Stockfish Resigns In "Winning" Position!

Firebrandx

I think the problem here with the OP's post is a misunderstanding of the computer's evaluation. When I plug it into Stockfish 10 on my Ryzen 7 2700X, it doesn't have anything to do with the computer 'thinking it is winning', but rather a positional/material score count (which by the way on my Ryzen 7 2700X scores it as +1.59 on zero contempt and stays that way). In this case, it scores the space advantage to white. You can tell the computer doesn't think anything more than that, because the evaluation sticks to the same score no matter how deep you let the ply go (within human limits).

Now consider if we refuse to play a6.  At ply 40 with no contempt, SF10 evals the position at +0.36 and dropping due to black being able to open the queenside to activate his heavy pieces in order to equalize. So can you really blame the computer here? It KNOWS allowing black to open the queenside leads to an easily seen drop in eval to a draw. On the flip-side, the positional score never drops after playing a6 until such time as a 3-fold is inevitable.

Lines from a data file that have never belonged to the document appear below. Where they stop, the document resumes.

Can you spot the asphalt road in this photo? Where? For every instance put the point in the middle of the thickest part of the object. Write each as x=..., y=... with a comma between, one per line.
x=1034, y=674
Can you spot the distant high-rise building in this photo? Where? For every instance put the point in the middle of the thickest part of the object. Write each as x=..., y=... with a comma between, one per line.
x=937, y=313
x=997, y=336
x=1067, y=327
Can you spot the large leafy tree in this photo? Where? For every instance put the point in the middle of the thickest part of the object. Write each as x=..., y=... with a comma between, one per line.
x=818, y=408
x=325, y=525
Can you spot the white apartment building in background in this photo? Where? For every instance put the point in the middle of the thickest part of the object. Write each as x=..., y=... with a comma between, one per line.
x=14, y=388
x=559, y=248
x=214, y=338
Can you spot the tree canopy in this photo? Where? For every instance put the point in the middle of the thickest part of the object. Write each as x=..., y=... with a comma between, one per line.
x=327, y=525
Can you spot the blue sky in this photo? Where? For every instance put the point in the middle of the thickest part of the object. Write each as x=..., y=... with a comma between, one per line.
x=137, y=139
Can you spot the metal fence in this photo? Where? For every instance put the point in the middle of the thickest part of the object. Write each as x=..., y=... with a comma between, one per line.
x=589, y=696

Conclusion: Stockfish didn't miss anything. The game is a draw if a6 isn't played. The game is a MUCH longer draw if it is played. Therefore, it plays a6.

Phoenyx75
Firebrandx wrote:

I think the problem here with the OP's post is a misunderstanding of the computer's evaluation. When I plug it into Stockfish 10 on my Ryzen 7 2700X, it doesn't have anything to do with the computer 'thinking it is winning', but rather a positional/material score count (which by the way on my Ryzen 7 2700X scores it as +1.59 on zero contempt and stays that way). In this case, it scores the space advantage to white. You can tell the computer doesn't think anything more than that, because the evaluation sticks to the same score no matter how deep you let the ply go (within human limits).

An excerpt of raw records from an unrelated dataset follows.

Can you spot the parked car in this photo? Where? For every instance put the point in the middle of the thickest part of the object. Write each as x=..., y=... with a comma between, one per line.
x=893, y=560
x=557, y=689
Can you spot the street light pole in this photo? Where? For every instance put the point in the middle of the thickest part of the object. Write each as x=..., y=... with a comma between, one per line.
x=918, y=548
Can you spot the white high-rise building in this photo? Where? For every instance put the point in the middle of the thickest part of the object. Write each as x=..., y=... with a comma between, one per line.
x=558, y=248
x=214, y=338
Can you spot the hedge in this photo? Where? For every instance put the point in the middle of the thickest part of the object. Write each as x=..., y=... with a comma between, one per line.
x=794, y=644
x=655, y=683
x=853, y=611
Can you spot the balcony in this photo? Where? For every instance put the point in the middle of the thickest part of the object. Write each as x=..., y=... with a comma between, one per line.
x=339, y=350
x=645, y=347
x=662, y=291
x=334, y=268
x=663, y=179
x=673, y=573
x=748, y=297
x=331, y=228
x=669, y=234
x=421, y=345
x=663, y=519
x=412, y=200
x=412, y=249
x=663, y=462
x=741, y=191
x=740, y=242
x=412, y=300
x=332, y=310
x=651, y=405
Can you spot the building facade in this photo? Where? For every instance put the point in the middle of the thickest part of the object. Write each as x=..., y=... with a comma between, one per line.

Now consider if we refuse to play a6.  At ply 40 with no contempt, SF10 evals the position at +0.36 and dropping due to black being able to open the queenside to activate his heavy pieces in order to equalize. So can you really blame the computer here? It KNOWS allowing black to open the queenside leads to an easily seen drop in eval to a draw. On the flip-side, the positional score never drops after playing a6 until such time as a 3-fold is inevitable.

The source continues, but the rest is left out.